Last, motorist compliance with yielding to pedestrians in crosswalks is significantly improved by reducing vehicle speed to below 35mph, according to the federal report Improving Pedestrian Safety at Unsignalized Crossings.
Special Speed Zones
We’re all familiar with a School Zone, which requires a speed limit of 25mph when children are present.
West Windsor also has a 15mph speed limit at the Princeton Junction train station parking lot, to improve safety for commuters. Somewhere in these speed limits is a policy judgment regarding the capacity of our children and of our commuters to safely navigate traffic in these zones.
Horse riders also rate a special speed zone under New Jersey state law, 25mph. In addition, motorists must follow the rider’s hand signals as to when it is OK to pass. Many people today are not familiar with horses’ unpredictability, so please remember to give the horse and rider plenty of room when passing – going more slowly and quietly past is recommended for everyone’s safety.

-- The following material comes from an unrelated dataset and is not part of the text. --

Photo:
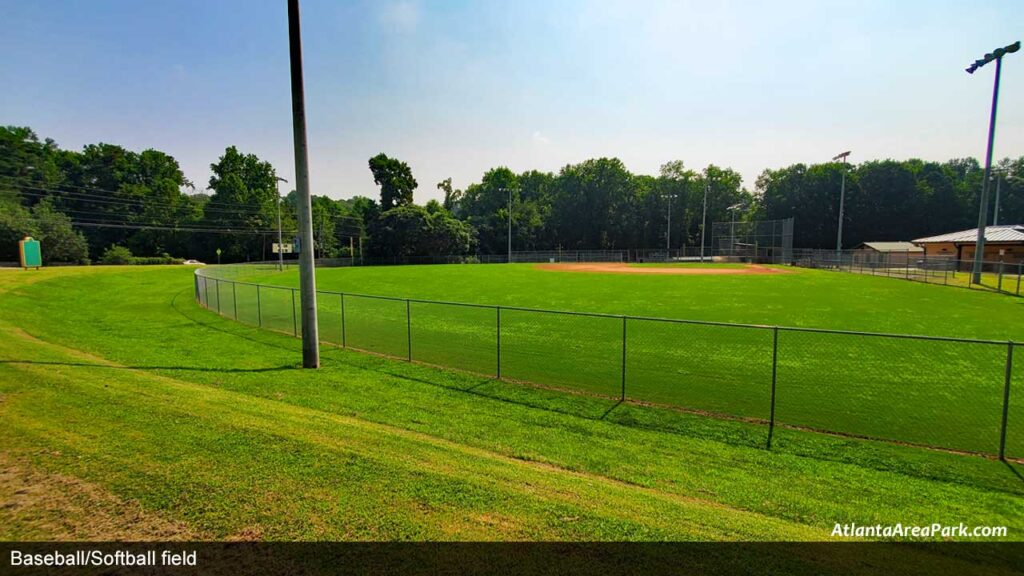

Roadways Designed for Speeding?
According to NJDOT’s Smart Transportation Guidebook, many different factors come into play when choosing a desired operating speed for a roadway. From the discussion of speed:
“Desired operating speed is best explained by its relationship to three other concepts of speed: operating speed, posted speed, and design speed.
Operating speed is the speed at which a typical vehicle operates, commonly measured as the 85th percentile speed of all vehicles.
Posted speed is the legal speed limit on a roadway. It is often set without any means of self enforcement, and drivers tend to travel at what they perceive as a safe speed regardless of the posted speed. Fewer than a third of drivers go the speed limit on urban and suburban arterials.
Design speed (as defined in the AASHTO Green Book) is the speed used to determine various geometric design features, including horizontal curvature, gradient, superelevation, stopping sight distance, and, for rural highways only, lane width.
Historically, New Jersey has required the design speed to be 5 mph above posted speed for existing roadways, and 10 mph for new roads.
The greatest drawback to the existing design speed approach is that drivers usually drive as fast as they believe the road can safely accommodate.
Existing policy may thus encourage operating speeds higher than the posted speed limit and/or selected design speed in an area.
In the interest of highway safety, it is desirable to have a stronger relationship between the posted speed limit, design speed, and operating speed. Therefore, this guidebook recommends that the desired operating speed for most roadway types be the same as the design speed, and also the same as the posted speed.”